È passato più di mezzo secolo dalla pubblicazione di “Feste religiose in Sicilia”, opera a due mani, frutto di un rapporto raro tra il giovane fotografo ventenne di Bagheria e del maestro Leonardo Sciascia. Inizia così, Scianna ricordando il suo primo libro in un incontro aperto a tutti, presso l’auditorium Pietro Floridia, cui hanno partecipato fotografi, associazioni e appassionati. La lectio magistralis di Scianna è stata una delle tante tappe sparpagliate in Sicilia del Med Photo Fest 2019.
I suoi cinquant’anni di carriera sono stati sempre accompagnati da libri, che lui stesso ha definito come “prova dell’esistenza” di ogni fotografo. Ha ripercorso in ordine cronologico la storia dei suoi lavori, raccontando al pubblico qualche retroscena degli scatti. Indelebile è il segno che ha lasciato in lui lo scrittore Leonardo Sciascia, il quale non ha mai dubitato della sua forza creativa e l’ha sostenuto nei momenti più difficili della sua vita. Non per nulla Scianna lo ricorda come il suo “angelo paterno”. “Sciascia fu criticato quando uscì il mio primo libro e lui ne scrisse i testi – dichiara il fotografo – perché affermò che la religiosità siciliana non ha nulla di metafisico, come si vuol fare credere, ma è legata ad oggetti e culti da mettere in mostra all’interno di una comunità”.
Il successo delle foto di Scianna non si può associare solo all’uso abile ed esperto della luce, la cui conoscenza è imprescindibile per tutti coloro che si approcciano alla fotografia. “Tutte le luci sono interessanti” – ha affermato Scianna, rassicurando così tutti i fotografi emergenti, anche non presenti in sala – “perché sono insite nel culto dell’immagine. Non esiste una luce perfetta, tutto dipende da come e cosa si vede”. Pippo Pappalardo, esperto e critico fotografico, ha aggiunto: “La luce è la condizione stessa dell’esistenza dell’immagine”.
La missione di fotografo di Scianna è stata sempre portata a termine all’interno di più cornici, quali il viaggio, la ricerca, gli incontri e le storie. Cornici che, a loro volta, coincidono con i contenuti. “Per me la fotografia è come a truvatura” – ha esclamato Scianna. Truvatura è uno di quei tanti termini dialettali siciliani difficili da tradurre in italiano; letteralmente è ciò che è stato trovato, il più delle volte sono i tesori nascosti, ma può spaziare di significato, in storie e racconti. La fotografia è, dunque, il mezzo per conservare quei tesori che il fotografo ha scoperto durante il suo viaggio affinché siano noti a tutti. Ciò implica, appunto, viaggiare e d essere in costante ricerca.
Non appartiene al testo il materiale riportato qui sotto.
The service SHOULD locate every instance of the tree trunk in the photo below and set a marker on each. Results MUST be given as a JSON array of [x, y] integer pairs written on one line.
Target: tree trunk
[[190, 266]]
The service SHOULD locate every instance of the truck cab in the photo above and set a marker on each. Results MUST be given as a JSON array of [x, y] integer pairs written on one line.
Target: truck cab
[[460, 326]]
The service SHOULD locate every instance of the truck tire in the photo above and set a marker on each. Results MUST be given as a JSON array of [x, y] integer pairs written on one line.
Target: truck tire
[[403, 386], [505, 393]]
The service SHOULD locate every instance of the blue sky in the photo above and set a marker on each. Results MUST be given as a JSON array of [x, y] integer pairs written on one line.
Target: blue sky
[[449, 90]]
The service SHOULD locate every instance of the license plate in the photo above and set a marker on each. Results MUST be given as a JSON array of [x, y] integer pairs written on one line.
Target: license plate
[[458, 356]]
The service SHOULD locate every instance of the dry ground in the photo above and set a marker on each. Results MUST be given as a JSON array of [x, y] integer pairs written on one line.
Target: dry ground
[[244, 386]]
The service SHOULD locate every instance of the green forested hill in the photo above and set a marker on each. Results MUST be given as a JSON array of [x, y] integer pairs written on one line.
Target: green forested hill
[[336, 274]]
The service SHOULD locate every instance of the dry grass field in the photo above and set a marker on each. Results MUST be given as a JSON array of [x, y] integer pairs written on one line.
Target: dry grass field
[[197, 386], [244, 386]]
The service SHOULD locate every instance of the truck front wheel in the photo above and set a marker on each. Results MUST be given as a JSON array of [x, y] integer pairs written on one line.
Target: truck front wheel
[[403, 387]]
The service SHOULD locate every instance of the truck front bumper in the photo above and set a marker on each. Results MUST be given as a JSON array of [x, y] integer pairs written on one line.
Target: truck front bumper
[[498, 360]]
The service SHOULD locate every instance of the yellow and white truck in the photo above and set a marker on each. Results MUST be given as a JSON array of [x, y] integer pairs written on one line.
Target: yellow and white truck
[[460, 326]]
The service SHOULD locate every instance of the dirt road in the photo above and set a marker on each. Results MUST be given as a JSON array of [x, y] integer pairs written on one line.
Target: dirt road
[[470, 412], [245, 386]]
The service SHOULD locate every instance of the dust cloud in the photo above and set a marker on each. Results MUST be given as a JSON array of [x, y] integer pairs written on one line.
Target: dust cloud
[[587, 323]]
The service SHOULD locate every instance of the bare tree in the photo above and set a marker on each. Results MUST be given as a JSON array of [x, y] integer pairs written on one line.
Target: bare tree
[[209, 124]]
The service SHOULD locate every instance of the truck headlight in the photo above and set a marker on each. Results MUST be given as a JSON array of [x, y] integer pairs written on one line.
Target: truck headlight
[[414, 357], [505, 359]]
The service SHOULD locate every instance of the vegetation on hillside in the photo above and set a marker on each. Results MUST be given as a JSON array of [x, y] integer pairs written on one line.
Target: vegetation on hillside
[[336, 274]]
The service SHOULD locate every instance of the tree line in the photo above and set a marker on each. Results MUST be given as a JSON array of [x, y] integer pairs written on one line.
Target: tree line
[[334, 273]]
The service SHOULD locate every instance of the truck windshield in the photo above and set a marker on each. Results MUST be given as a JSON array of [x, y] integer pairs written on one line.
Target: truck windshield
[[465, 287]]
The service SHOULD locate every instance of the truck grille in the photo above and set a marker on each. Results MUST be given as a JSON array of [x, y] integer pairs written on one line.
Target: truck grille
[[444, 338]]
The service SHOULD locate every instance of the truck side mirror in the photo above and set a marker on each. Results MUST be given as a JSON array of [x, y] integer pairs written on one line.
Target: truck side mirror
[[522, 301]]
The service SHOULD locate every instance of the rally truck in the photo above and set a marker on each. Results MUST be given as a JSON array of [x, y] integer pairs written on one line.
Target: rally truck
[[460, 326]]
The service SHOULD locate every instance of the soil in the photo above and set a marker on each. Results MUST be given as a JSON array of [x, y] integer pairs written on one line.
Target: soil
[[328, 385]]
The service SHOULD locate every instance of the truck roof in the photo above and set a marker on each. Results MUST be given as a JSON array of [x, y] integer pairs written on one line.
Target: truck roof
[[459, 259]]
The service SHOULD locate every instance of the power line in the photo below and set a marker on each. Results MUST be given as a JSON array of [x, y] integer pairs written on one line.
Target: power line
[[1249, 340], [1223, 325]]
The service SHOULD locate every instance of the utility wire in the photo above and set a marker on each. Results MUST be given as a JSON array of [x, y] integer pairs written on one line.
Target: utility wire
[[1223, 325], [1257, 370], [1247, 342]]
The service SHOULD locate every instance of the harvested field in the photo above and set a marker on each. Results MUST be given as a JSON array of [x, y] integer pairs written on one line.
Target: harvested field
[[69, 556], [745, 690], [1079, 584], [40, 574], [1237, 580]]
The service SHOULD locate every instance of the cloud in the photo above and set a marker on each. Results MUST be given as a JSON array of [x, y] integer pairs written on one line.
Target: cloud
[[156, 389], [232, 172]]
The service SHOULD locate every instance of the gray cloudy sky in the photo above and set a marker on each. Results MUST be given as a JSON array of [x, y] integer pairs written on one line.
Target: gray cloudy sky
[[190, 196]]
Un dato biografico di Scianna da non trascurare è il suo percorso universitario nella facoltà di Lettere e Filosofia, poi volontariamente interrotto senza il raggiungimento del titolo. Tuttavia, la sua esperienza universitaria ha influito molto sul suo percorso di vita e professionale. “Ho incontrato persone fondamentali per la mia vita – spiega l’autore – per esempio Cesare Brandi, uno dei più grandi critici d’arte di questo paese, che è stato un mio maestro. Mi sono formato in maniera fondamentale attraverso la sua visione della forma e delle immagini”. E, restando in tema di istruzione, insegnamento e magistri vitae, aggiunge: “La scuola diventa determinante quando incontri maestri. La scuola non deve essere fatta di professori, ma di maestri: se tu ne incontri uno, hai trovato un tesoro”.
Scianna ha intitolato il suo ultimo lavoro “Cose”. Le lingue morte ci insegnano che questa parola, per riferirsi a un elemento specifico, deve essere necessariamente accompagnata da un’altra parola. “Nel mio lavoro non c’è questa accezione. La mia è un’accezione fotografica – spiega ancora Scianna – e l’avrei chiamato “Cose viste”, se non fosse un titolo di un’opera che esiste già, nata dalla penna di Victor Hugo. Per un fotografo è diverso, ha proprio un’accezione fisica, cioè di ‘cose visibili che io ho visto’. Sono cose che appartengono a varie categorie, come oggetti, paesaggi, animali che io ho incontrato nel mio peregrinare nel mondo come fotoreporter”.